According to the Parole Board of Canada, the Solicitor General may choose to disclose a pardoned file (or Record Suspension) to the United States or any other country without your consent or knowledge. They specifically state:

Under the CRA, only the Solicitor General of Canada has the authority to disclose information from a pardoned Record…if satisfied that the disclosure is desirable in the interests of the administration of justice or for any purpose related to the safety or security of Canada or any state allied or associated with Canada.

According to Sec. 212(a)(6)(i) of the United States Immigration and Nationality Act[8 U.S.C. 1182], misrepresentation is defined as:

In general – Any alien who, by fraud or willfully misrepresenting a material fact, seeks to procure (or has sought to procure or has procured) a visa, other documentation, or admission into the United States or other benefit provided under this Act is inadmissible.

According to McWhirter, R.J. (The Criminal Lawyer’s Guide to Immigration Law: Questions and Answers, Alberta Bar Association: 2006, 2nd Ed., p. 261.),

…denying a criminal conviction violates 18 U.S.C. § 1546.

Can I Obtain a Passport?

According to Passport Canada:

The fact that a person has a criminal record will not necessarily prevent that person from obtaining a passport. We examine all passport applications and establish eligibility on a case-by-case basis.

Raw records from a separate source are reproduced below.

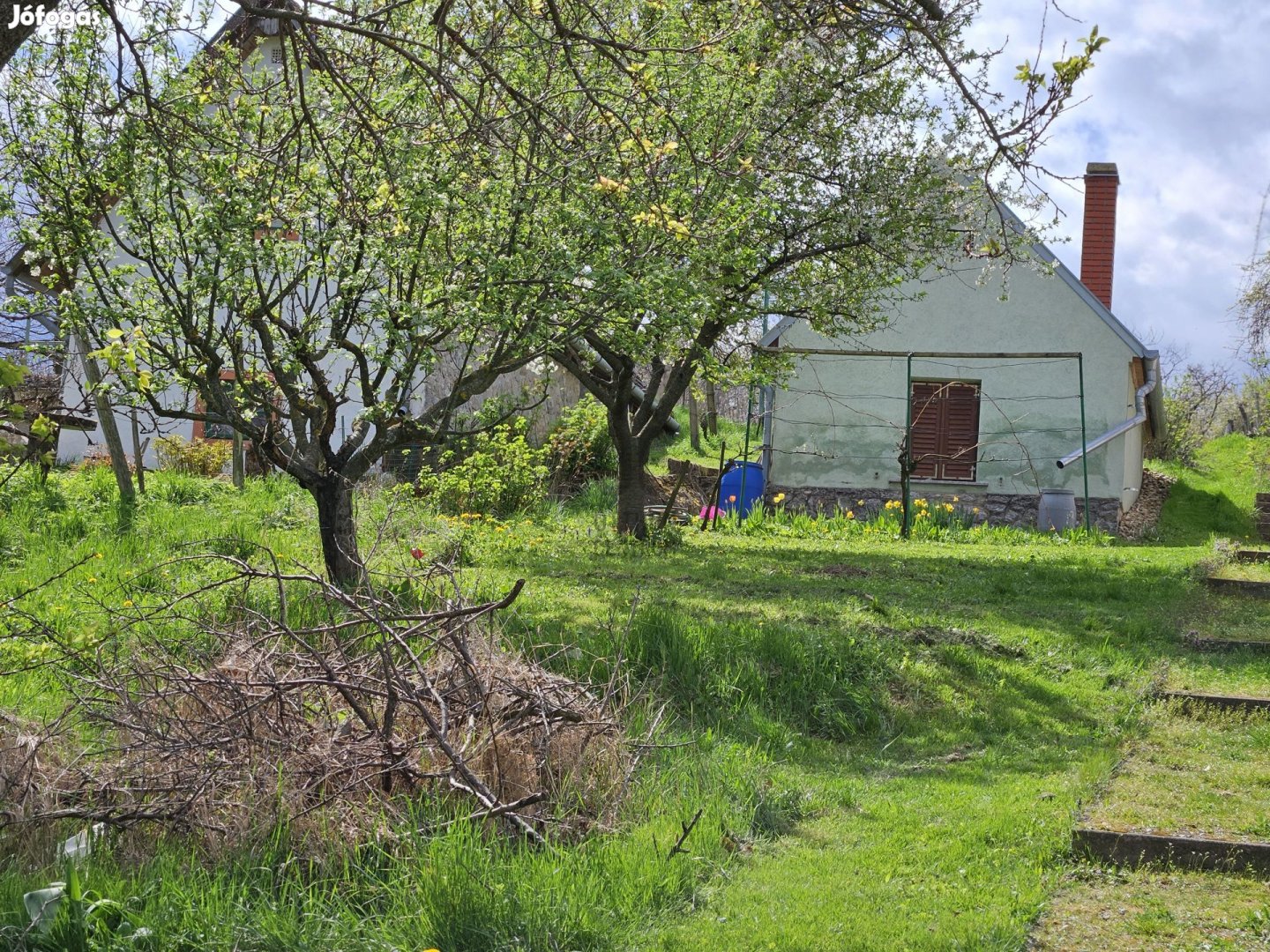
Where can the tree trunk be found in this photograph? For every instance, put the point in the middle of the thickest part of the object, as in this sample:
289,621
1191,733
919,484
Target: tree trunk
138,452
693,423
712,410
631,487
338,530
109,429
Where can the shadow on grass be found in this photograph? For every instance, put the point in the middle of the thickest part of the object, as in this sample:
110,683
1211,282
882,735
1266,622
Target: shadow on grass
1192,516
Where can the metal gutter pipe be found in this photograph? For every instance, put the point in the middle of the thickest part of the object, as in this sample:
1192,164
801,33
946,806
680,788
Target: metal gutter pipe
1139,401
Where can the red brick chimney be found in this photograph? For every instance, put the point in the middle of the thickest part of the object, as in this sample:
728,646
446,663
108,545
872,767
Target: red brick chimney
1097,247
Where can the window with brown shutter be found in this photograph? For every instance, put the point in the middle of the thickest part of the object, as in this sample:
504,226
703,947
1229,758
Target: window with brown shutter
945,429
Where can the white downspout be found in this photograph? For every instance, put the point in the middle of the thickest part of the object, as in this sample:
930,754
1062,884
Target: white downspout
1139,403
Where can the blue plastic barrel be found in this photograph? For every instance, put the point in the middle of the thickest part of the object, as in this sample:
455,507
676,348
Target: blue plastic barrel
747,495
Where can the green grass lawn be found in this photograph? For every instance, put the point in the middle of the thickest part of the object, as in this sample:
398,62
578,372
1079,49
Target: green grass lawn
889,741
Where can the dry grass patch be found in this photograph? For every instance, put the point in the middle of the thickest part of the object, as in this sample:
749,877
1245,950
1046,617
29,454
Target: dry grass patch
1140,911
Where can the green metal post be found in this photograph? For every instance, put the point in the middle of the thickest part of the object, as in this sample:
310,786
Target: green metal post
908,442
1085,457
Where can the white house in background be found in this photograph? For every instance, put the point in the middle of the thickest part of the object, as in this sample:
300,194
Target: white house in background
989,381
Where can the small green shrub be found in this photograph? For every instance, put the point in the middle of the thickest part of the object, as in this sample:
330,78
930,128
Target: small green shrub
594,496
197,457
579,444
502,475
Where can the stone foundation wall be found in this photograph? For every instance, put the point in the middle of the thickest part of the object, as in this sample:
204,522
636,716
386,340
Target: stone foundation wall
993,508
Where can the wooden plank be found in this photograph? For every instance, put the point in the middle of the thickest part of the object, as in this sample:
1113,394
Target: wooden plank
967,354
1206,643
1226,703
1133,850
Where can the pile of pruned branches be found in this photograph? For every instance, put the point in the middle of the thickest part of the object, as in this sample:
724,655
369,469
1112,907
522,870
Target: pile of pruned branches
342,726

It is my experience your passport would only be denied if you are serving or facing a sentence that prohibits travel or if a restriction was placed on your passport due to unpaid child support.

Possessing a passport does not guarantee you entry privileges into another country and does not help you overcome grounds for inadmissibility. When your Passport is scanned at a port of entry of a foreign country, it is being scanned to see if it is valid or if it has been reported stolen. It is not ordinarily linked to a criminal record. U.S. authorities would typically have to go to a different database to see if you have a criminal record, unless your passport was previously linked by them to a criminal record.

CAUTION:  The United States Border Pre-Screening Officer may decide to check for a criminal record upon entry, at some point during your trip, or long after your trip. US Authorities may store biographic information about you which was obtained from your passport upon entry and search for a criminal record at a later date.  Illustration:  I’ve had clients pass US Pre-Clearance at an International Airport in Canada, arrive at an International Airport in the USA (ie. Hawaii) only to immediately be deported back to Canada on the next available flight (or spend the night in jail if no flight is available until morning).